Lockheed L-1049 Super Connie: Captivated.


Relishing with gusto Le Corbusier’s 1935 book “Aircraft”. In that classic work, the peerless architect placed aviation as the pinnacle of modern technical achievement. It was then indeed.

He also declared the ecstatic feeling aviation produced in him. He surely disguised well his emotions: the Super Connie was his preferred aircraft.


CANT Z.1007bis Alcione(?): In bocca di… cane.

Stylist portrait of a Regia Aeronautica (RA) pilot taken during a supposed stratospheric flight over Greece. Based on the cockpit canopy structure and the shape of the control wheel, the aircraft looks to me like an Alcione. Not 100% sure though.
The pilot’s headgear consists of a Giusti flight helmet and the bulky and unmistakable FILOTECNICA oxygen mask; the RA standard issue. Its truncated cone shape earned that mask the nickname “dognose” or “pignose”. The flight suit appears to be a MARUS 1930.

Photo: Rivista Tempo n.82, 1940.

Heinkel He 111H: The Germans loved a view (III).

XI Flieger Film Korps photographer Erwin Seeger taking things easy in the nose of a Heinkel He 111H. The plane, according to the info I have, was on a transfer flight from Sicily to Tunisia, carrying under tow a Gotha Go 242 glider, 1942. No enemies were expected; Seeger is resting over the Ikaria MG 15 machine gun turret.
That unmistakable both the kapok-filled Schwimmweste model 10-76B-1 life vest and the “Netzkopfhabe” LKpN101 flight helmet.

That asymmetric marvel.

John W. Young: Ad Astra, Titan.

The painting shows a pensive John Young during suit-up for the first space shuttle mission. Yep, that incredible all-up manned first flight. He sure had things to think about.
The incomparable John Young has taken another first flight. Sadly, the non-return one.

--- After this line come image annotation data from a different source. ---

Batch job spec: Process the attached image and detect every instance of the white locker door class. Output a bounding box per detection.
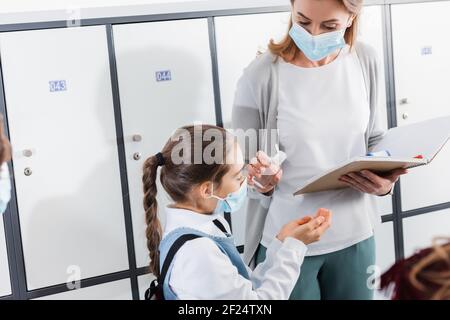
[0,26,128,290]
[114,19,216,267]
[215,12,291,128]
[403,209,450,257]
[392,2,450,210]
[0,215,12,297]
[375,222,395,272]
[358,6,392,215]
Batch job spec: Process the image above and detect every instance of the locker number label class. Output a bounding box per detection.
[156,70,172,82]
[49,80,67,92]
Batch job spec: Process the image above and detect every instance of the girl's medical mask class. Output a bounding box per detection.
[210,179,247,213]
[289,21,347,61]
[0,163,11,214]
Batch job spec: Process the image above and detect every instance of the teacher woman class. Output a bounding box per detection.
[233,0,406,299]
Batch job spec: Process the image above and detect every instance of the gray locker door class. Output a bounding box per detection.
[403,209,450,257]
[392,2,450,210]
[113,19,216,267]
[0,215,12,297]
[0,26,128,290]
[36,279,132,300]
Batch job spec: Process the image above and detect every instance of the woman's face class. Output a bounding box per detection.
[292,0,353,36]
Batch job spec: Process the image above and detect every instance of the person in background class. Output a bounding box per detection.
[0,114,11,214]
[380,237,450,300]
[142,125,331,300]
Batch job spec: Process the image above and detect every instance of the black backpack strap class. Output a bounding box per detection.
[213,219,228,234]
[145,234,201,300]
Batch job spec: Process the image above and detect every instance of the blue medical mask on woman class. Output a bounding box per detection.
[0,163,11,214]
[210,179,247,213]
[289,21,346,61]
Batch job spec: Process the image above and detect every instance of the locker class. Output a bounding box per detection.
[0,26,129,290]
[392,2,450,210]
[403,209,450,257]
[35,279,132,300]
[215,12,290,128]
[375,222,395,272]
[358,6,392,215]
[0,215,11,297]
[114,19,216,267]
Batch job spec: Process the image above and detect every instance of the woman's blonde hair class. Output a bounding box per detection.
[269,0,363,62]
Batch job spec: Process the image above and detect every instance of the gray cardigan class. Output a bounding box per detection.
[232,42,384,267]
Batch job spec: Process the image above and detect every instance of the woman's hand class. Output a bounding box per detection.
[247,151,283,195]
[277,209,331,244]
[339,169,408,196]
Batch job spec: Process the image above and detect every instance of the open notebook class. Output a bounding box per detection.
[294,117,450,195]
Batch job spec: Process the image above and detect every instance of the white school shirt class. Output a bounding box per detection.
[163,207,307,300]
[261,45,376,256]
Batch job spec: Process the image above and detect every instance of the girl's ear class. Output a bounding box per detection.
[197,181,213,199]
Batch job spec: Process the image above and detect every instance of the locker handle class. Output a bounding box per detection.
[22,149,33,158]
[133,134,142,142]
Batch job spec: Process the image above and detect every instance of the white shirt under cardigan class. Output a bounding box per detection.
[163,207,306,300]
[261,45,375,256]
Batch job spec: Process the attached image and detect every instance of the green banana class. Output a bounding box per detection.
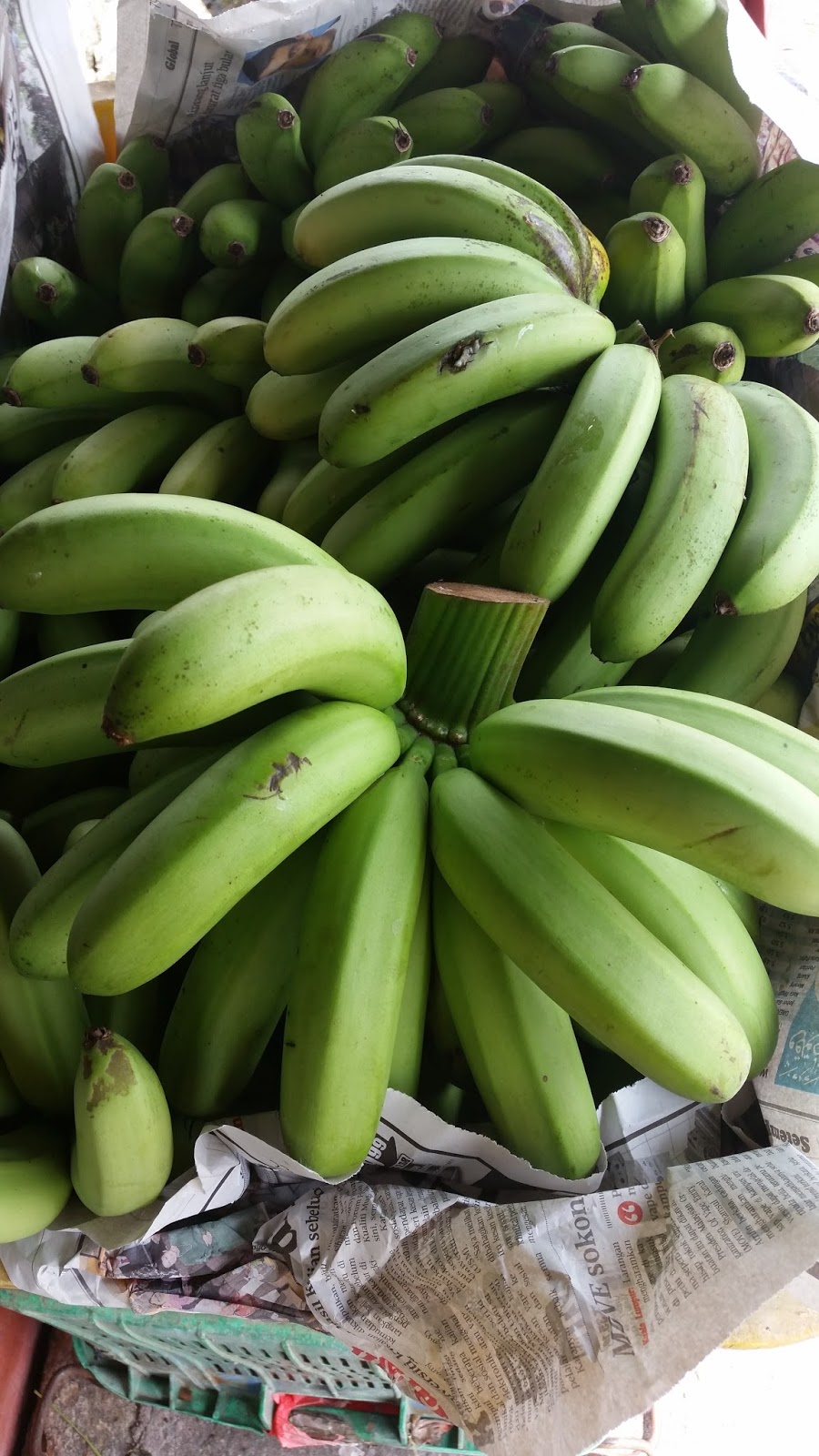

“When Thoughts Turn Inward”,  a water color by Henry Casselli.

Couzinet RC.360: Daddy Cool (XI).

René Couzinet was without doubt one of aviation greats, and also a bit of an enfant terrible. In the early 1950s, after a troublesome and peripatetic professional life (Brazil included), Couzinet began to considered the possibilities of a VTOL flying saucer design…,under the spell of the UFO era, no doubt. After filling some patents, he produced a 3/5th-scale Aerodyne engineering model which was presented to the press the fall of 1955. Sadly, after some initial interest in his “soucoupe volante” the project soon died down. The horrid thing is that, disillusioned by that lack of interest in his work, Couzinet and his wife committed suicide at the very end of 1956.

Magnificent Maurice Jarnoux’s portrait, part of a “Paris Match”  1955 article. The engineer is seen here gazing at the gorgeous wooden scale model of his RC.360. This model represented his proposed flying model. An aerodyne equipped with six Lycoming piston engines to drive the two contra-rotating discs which provide the VTOL performances (it had fifty adjustable vanes) and an AS Viper jet engine (in the nacelle above the body) to provide forward propulsion. Utterly “Couzinet” all.

Apollo CM Block 1: Hindsight is always 20-20.

Pensive portrait of Command Module Pilot (CMP) Walter Cunningham. He is wearing a David Clark A1-C space suit so this photo may have been taken when he and his partners (Wally Schirra and Donn Eisele) were the Apollo 1‘s back-up crew.
The A1-C was essentially identical to the company Gemini G4-C spacesuit  but had a visor cover of Cycolac (an ABS resin) attached to protect the visor from scratches and for getting struck inside the more roomy CM. This spacesuit was acquired by NASA as a interim asset useful while waiting for the revolutionary, hard to develop ILC A7L.

The Block 1 CM had a plethora of problems, and it shows.